Swarms of Autonomous Aerial Vehicles Test New Dogfighting Skills

Georgia Tech Research Institute researchers Evan Hammac (left) and Rick Presley prepare Zephyr aircraft for flight during a live demonstration involving teams from the Georgia Tech Research Institute and the Naval Postgraduate School. (U.S. Navy photo by Javier Chagoya)

Aerial dogfighting began more than a century ago in the skies over Europe with propeller-driven fighter aircraft carried aloft on wings of fabric and wood. An event held recently in southern California could mark the beginning of a new chapter in this form of aerial combat.

In what may have been the first aerial encounter of its kind, researchers from the Georgia Tech Research Institute and Naval Postgraduate School recently pitted two swarms of autonomous aircraft against one another over a military test facility. While the friendly encounter may not have qualified as an old-fashioned dogfight, it provided the first example of a live engagement between two swarms of unmanned air vehicles (UAVs), and allowed the two teams to demonstrate different combat tactics in flight.

“The ability to engage a swarm of threat UAVs with another autonomous swarm is an area of critical research for defense applications,” said Don Davis, division chief of the Robotics and Autonomous Systems Branch of the Georgia Tech Research Institute. “This experiment demonstrated the advances made in collaborative autonomy and the ability of a team of unmanned vehicles to execute complex missions. This encounter will serve to advance and inform future efforts in developing autonomous vehicle capabilities.”

Each team launched ten small propeller-driven Zephyr aircraft, though two of the aircraft experienced technical issues at launch and were unable to compete, resulting in a 10 versus 8 competition. Although the UAVs were physically identical, their computers used different autonomy logic, collaboration approaches, and communications software developed by the two institutions. GPS tracking allowed each aircraft to know the location of the others for this demonstration. In the future, this information will be provided by on-board cameras, radars, and other sensors and payloads. Each aircraft used a single-board mission computer, and for this demonstration, an open-source autopilot maintained flight control. The aircraft also had Wi-Fi systems that allowed them to communicate with other aircraft and with a ground station.

The foam-wing aircraft couldn’t actually shoot at one another, so a ground computer determined when an aircraft would have been in a position to attack another aircraft. The swarm teams flew three different sorties to compare different algorithms. For each UAV, the autonomy algorithms were fully in control of the aircraft, but a safety pilot stood by to take control of any aircraft if necessary. The autopilots also had built in safety constraints, such as airspace boundaries and ranges.

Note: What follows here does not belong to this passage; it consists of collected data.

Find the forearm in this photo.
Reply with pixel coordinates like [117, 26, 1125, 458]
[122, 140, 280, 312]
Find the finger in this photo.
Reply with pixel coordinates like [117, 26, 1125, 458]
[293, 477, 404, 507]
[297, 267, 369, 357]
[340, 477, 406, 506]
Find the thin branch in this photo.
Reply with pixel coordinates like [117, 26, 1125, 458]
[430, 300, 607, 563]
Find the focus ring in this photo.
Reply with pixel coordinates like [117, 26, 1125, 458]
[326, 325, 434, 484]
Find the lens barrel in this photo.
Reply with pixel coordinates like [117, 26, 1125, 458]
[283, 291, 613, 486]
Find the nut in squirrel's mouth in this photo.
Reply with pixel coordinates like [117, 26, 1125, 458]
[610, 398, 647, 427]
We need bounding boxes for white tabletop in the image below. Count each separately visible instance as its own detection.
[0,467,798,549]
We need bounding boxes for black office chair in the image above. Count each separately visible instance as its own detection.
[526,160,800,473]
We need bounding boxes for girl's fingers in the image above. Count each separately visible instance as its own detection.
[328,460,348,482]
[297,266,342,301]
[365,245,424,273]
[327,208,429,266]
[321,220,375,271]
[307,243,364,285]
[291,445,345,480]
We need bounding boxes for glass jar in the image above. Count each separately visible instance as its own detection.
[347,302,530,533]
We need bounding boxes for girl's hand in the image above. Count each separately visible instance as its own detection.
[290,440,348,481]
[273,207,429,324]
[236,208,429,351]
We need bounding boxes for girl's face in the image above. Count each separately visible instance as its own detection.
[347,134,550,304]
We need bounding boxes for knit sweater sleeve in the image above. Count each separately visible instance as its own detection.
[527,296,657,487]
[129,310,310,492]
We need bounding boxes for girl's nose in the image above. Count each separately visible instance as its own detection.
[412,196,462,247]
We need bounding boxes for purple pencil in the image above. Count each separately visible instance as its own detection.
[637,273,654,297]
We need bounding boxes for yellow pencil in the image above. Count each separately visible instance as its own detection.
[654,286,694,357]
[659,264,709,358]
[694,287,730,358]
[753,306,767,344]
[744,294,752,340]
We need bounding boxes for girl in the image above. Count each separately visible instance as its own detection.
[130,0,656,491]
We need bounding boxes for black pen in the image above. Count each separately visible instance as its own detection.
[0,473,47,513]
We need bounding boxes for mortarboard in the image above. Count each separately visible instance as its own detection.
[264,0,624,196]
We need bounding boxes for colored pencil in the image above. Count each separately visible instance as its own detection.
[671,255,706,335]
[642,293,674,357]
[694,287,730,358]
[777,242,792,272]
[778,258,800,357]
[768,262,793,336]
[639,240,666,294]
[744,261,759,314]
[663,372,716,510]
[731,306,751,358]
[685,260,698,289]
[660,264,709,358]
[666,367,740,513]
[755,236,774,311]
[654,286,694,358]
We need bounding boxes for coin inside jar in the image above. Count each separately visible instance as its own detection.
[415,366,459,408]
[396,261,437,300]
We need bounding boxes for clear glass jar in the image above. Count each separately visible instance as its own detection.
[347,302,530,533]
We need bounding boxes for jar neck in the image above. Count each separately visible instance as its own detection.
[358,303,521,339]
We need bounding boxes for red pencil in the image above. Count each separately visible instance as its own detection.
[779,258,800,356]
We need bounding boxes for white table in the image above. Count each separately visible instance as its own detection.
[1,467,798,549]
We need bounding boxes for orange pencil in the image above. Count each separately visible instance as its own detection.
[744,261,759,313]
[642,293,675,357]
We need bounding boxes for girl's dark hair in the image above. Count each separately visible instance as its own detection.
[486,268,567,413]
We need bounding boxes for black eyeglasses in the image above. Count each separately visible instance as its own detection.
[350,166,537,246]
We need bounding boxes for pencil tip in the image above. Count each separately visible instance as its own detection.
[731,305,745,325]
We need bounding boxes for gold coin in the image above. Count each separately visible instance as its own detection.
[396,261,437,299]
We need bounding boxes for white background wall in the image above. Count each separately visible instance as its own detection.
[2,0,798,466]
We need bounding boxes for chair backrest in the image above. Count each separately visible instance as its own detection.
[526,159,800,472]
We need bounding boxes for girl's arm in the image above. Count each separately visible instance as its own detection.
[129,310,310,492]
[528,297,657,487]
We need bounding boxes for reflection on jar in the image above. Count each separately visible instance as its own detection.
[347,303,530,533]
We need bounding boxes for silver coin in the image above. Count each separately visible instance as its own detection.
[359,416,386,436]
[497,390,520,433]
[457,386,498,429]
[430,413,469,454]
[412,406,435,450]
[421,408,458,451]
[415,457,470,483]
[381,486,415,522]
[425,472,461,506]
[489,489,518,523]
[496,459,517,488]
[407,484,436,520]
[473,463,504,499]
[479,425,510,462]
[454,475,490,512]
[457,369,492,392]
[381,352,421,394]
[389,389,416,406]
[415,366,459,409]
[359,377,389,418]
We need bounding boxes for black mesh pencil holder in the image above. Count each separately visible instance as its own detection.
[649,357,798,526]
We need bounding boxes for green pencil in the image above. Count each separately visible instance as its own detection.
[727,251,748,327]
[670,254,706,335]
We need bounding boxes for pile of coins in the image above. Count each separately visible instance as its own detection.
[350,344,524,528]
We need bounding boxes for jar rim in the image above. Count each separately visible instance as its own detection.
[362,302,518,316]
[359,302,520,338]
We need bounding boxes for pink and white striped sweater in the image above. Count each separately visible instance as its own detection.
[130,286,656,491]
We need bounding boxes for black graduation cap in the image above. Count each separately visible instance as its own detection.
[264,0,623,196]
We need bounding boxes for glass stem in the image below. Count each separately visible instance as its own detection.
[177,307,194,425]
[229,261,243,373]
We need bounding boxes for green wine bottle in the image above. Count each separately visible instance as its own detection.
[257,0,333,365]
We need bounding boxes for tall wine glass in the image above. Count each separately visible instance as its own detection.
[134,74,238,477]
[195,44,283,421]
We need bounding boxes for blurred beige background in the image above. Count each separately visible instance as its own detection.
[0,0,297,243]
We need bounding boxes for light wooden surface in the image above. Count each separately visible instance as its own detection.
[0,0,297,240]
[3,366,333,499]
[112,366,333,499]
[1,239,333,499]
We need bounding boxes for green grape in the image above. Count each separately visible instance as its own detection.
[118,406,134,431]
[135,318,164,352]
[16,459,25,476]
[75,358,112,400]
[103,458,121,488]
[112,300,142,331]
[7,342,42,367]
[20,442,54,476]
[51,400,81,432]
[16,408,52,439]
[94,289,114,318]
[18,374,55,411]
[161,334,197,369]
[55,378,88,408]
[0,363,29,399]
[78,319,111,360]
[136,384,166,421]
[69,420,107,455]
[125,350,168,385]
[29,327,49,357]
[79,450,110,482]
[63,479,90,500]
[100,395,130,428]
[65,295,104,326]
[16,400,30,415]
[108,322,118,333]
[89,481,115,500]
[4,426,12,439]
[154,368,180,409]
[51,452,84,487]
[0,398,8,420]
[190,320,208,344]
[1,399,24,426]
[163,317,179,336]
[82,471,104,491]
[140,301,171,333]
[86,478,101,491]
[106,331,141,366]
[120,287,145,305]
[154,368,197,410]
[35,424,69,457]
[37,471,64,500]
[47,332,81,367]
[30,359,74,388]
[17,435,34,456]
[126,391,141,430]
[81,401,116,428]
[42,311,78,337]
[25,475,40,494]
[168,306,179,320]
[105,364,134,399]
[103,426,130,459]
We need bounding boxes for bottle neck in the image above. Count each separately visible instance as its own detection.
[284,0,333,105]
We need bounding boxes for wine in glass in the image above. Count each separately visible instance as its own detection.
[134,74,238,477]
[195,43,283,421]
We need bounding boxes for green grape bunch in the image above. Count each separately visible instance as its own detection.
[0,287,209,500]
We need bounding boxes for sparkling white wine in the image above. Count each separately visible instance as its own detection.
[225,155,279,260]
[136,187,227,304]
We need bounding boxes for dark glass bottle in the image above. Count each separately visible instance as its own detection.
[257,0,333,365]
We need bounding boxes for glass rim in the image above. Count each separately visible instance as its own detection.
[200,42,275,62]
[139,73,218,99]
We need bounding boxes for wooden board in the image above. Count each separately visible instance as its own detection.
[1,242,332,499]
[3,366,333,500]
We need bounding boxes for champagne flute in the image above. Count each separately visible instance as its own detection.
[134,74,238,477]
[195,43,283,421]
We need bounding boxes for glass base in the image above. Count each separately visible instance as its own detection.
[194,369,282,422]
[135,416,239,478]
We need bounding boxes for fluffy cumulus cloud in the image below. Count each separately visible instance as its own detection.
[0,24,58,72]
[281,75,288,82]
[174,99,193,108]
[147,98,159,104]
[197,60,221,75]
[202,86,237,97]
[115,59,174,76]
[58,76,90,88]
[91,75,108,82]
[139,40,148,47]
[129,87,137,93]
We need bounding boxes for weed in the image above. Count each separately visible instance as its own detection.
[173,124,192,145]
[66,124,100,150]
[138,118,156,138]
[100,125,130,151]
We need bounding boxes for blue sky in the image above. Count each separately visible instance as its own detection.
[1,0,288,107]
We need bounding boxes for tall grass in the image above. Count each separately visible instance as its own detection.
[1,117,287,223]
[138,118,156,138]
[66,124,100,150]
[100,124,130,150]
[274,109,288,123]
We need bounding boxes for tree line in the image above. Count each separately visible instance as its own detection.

Such aerial demonstrations are the third step in the process that the Georgia Tech team uses to test its autonomy systems. As a first step, tactics are rapidly tested on a simulator that runs 30 times faster than real time. Next, promising approaches are tested on a full software stack that includes a high-resolution simulation. The Georgia Tech researchers are using machine learning to help their autonomy system optimize performance and recognize under which circumstances a particular tactic may be advantageous.

Dogfighting tactics have advanced dramatically since the World War I, but the advent of UAV swarms may bring a new set of challenges. Unmanned vehicles have freedom to dive, bank, and climb at rates human pilots cannot tolerate. But the real advantage may be in computing power that could track dozens of adversaries – far more than any human pilot could do – and develop new ways to address challenges.